E o que dizer de “políticas econômicas menos ortodoxas”? Trata-se de uma afirmação inacreditável para quem conhece as antigas políticas seguidas pela China socialista, pela Índia nacionalista e “planejadora” e pelo Chile de Allende, “cepaliana”. Toda a evolução das políticas econômicas desses países foi sempre no sentido de adesão aos princípios gerais que coincidem com os chamados good fundamentals, qualquer que seja o resíduo “nacionalista” e “heterodoxo” de suas políticas setoriais. Esses países só deslancharam porque, justamente, eles se afastaram daquelas políticas seguidas anteriormente. Ainda que se possa recusar, para efeitos puramente de “nacionalismo” econômico, a classificação de “consenso de Washington” para suas políticas econômicas, um exame mesmo perfunctório de seu sentido geral revela, não um afastamento, mas sim uma concordância básica com aquele conjunto de regras.

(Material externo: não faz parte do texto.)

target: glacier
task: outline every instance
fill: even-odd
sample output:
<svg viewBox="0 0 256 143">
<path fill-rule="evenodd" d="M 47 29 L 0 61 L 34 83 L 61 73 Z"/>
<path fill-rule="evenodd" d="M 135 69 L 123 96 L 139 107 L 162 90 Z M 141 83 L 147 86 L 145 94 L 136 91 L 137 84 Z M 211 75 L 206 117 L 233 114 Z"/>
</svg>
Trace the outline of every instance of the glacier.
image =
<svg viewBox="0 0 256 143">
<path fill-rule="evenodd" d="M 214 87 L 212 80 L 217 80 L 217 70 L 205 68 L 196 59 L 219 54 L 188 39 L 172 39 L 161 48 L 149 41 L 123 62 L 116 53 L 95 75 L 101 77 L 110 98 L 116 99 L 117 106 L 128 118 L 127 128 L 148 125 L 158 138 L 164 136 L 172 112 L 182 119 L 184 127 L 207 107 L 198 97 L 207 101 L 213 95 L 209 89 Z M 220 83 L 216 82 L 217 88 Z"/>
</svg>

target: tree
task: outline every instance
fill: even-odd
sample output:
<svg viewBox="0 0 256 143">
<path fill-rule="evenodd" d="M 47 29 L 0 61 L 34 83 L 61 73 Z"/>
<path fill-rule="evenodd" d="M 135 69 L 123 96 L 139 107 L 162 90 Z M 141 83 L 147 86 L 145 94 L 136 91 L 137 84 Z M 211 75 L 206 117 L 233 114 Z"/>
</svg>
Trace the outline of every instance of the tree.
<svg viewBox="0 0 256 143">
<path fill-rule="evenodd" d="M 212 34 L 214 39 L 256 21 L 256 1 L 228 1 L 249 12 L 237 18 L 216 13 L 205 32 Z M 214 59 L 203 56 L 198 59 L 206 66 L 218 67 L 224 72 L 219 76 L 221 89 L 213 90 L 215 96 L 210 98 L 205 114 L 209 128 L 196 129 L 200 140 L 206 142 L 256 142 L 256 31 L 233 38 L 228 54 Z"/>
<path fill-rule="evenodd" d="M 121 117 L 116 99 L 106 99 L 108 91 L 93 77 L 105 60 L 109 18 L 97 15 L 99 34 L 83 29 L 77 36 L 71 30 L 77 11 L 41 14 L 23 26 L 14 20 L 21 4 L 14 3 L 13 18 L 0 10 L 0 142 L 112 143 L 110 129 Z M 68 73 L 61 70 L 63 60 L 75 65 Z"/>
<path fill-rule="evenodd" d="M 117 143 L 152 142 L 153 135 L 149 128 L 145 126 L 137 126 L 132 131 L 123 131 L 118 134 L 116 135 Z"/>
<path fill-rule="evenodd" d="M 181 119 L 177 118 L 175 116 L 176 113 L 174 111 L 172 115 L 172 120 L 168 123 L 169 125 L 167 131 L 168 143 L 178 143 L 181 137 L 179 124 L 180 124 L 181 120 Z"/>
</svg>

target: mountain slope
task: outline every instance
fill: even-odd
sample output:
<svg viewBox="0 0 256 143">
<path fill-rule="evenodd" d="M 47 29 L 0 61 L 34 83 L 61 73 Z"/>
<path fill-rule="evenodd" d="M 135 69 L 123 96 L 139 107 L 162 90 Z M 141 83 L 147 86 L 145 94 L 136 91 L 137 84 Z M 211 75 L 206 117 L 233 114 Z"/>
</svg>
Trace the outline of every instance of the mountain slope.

4) “A China utilizou múltiplas estratégias, a maioria ao arrepio do Fundo Monetário Internacional (FMI) e da Organização Mundial do Comércio (OMC), atraiu enorme fluxo de investimentos diretos internacionais e se tornou grande geradora de tecnologia.”
PRA: Afirmação arriscada, uma vez que a China, antes de ingressar no FMI e na OMC, podia sim ostentar políticas contrárias a essas instituições e suas regras estatutárias. Se algo houve, depois, foi justamente no sentido da convergência dessas políticas com as regras multilaterais, e portanto a afirmação peca por inconsistência lógica. De resto, não há nada que indique o que sejam essas “múltiplas estratégias”, a não a ser atração contínua de capitais estrangeiros e a busca incessante de mercados externos. O que a China fez, isso sim, foi multiplicar estratégias e políticas ao arrepio completo de suas antiquadas regras restritivas e de suas leis nacionais completamente defasadas para uma inserção na globalização. Posso afirmar isso por experiência própria, pois integrei o primeiro GT do GATT para examinar o ingresso da China, em 1987, e a tarefa era, justamente, a de colocar a legislação chinesa de comércio exterior em compasso com a das demais partes contratantes ao GATT (não se falava então de OMC). Pode-se dizer que, ainda que maneira “gauche”, a China vem cumprindo razoavelmente bem o que se espera dela nas instituições multilaterais.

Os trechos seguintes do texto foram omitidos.